Your obligations under the duty of care are set out in the Government’s Code of Practice. Some further information on this can be found on our website:
There are new obligations to apply the waste hierarchy to your decisions on waste management options when you transfer waste and to declare on transfer notes that you have done so. Transfer notes will also have to include a Standard Industry Classification (SIC) code for your business sector.
Guidance on the hierarchy in England is available on the Defra website:
Guidance on the hierarchy in Wales will be available from the Welsh Government soon.
Guidance on SIC codes is available from the Office for National Statistics:
Government’s statutory guidance on duty of care, the Code of Practice, is being updated to include recent changes in legislation and in best practice. You should look to this in the first instance. It applies in England and Wales.

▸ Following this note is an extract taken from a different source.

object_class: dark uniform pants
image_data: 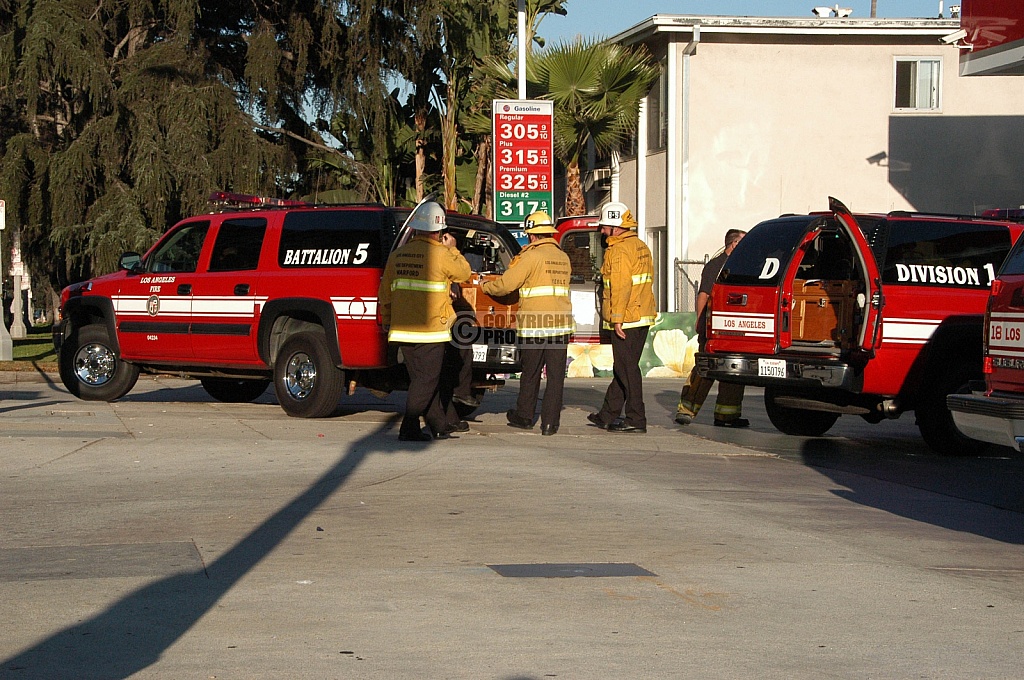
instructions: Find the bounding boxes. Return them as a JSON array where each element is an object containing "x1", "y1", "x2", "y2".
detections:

Look out for a Government consultation on the Code of Practice later in 2011 and use the opportunity to comment on it. The final version is available in both hard copy and electronic form. It will be formatted in such a way that obligations are described for every role (producer, carrier, broker, waste manager, and similar) in an easily downloaded form.
You will also find duty of care guidance on our website:
In addition you could visit the Business Link website:
Also, discuss your obligations under the duty of care with your waste contractor and/or local authority.

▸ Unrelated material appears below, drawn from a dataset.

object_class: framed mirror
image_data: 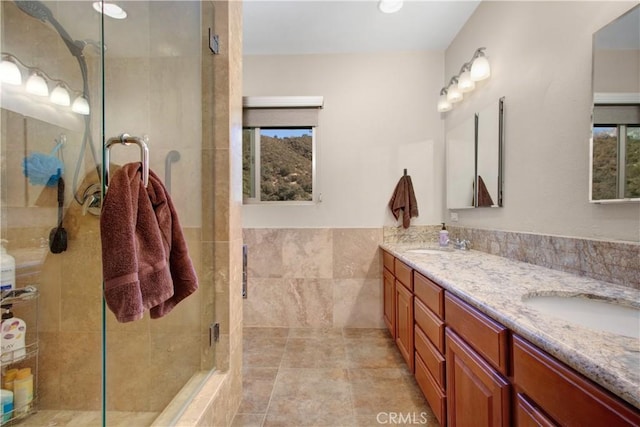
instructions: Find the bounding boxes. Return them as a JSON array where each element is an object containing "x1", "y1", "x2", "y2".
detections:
[{"x1": 590, "y1": 4, "x2": 640, "y2": 203}]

The changes to transfer notes take effect on 28 September 2011. Before that date, you can use up old stocks of waste transfer notes and hazardous waste consignment notes if you wish. This six-month period will give an opportunity for the printing of new notes which contain the waste hierarchy declaration and room for inclusion of the SIC code.

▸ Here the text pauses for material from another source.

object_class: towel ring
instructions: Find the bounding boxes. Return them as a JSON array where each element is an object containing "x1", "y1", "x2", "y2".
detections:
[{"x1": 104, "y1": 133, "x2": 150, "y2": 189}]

If you are considering re-ordering transfer notes then we advise you either to take into account these changes or to order only sufficient notes to last until September 2011, when the changes take effect.
If you are looking to redesign transfer notes for yourself or customers then there is no reason preventing you from including these changes in your new design and subsequently using them before 28 September 2011.
This is the Standard Industry Classification code for your industry.
The system is identical to the EUROSTAT System NACE at the four-digit class level and the United Nations system ISIC at the two-digit Divisional level. This NACE system will be used from 2015.
For further information visit the Office for National Statistics website:
For hazardous waste the requirement is to continue to use 2003 codes as at present. You need to use the correct 2003 SIC code in order to register as a hazardous waste producer. However we have recently issued a position statement stating that we will not generally pursue breaches of the requirement to use SIC (2003) codes on hazardous waste consignment notes.
For all non-hazardous wastes the 2007 SIC codes must be used on waste transfer notes.
We have a conversion table so that you can determine 2003 and equivalent 2007 codes for your industry sector:
Determining your SIC code is a one-off task as this will then be used on all subsequent notes.
The requirement to include SIC codes in transfer notes for non-hazardous waste is new, and is required by the regulations. The 2007 codes are the most up to date versions.
However, consignment notes have required the use of 2003 SIC codes since 2005, and Government considered that it would be too problematic for businesses to change this requirement at this time. Although if you can, you should continue to use SIC (2003) codes on consignment notes, we have issued a position statement stating that we will not generally pursue breaches of this requirement.
In 2015 a new coding system (NACE) will be introduced across the European Union. At that time both consignment notes and transfer notes will be required to apply this new coding system.
The United Kingdom Standard Industrial Classification of Economic Activities (SIC) is used to classify business establishments and other standard units by the type of economic activity in which they are engaged. It provides a framework for the collection, tabulation, presentation and analysis of data and its use promotes uniformity. In addition, it can be used for administrative purposes and by non-government bodies as a convenient way of classifying industrial activities into a common structure.
SIC information is therefore valuable to help make strategic planning decisions, for example on the need for waste infrastructure. It is also required for providing data to the European Commission.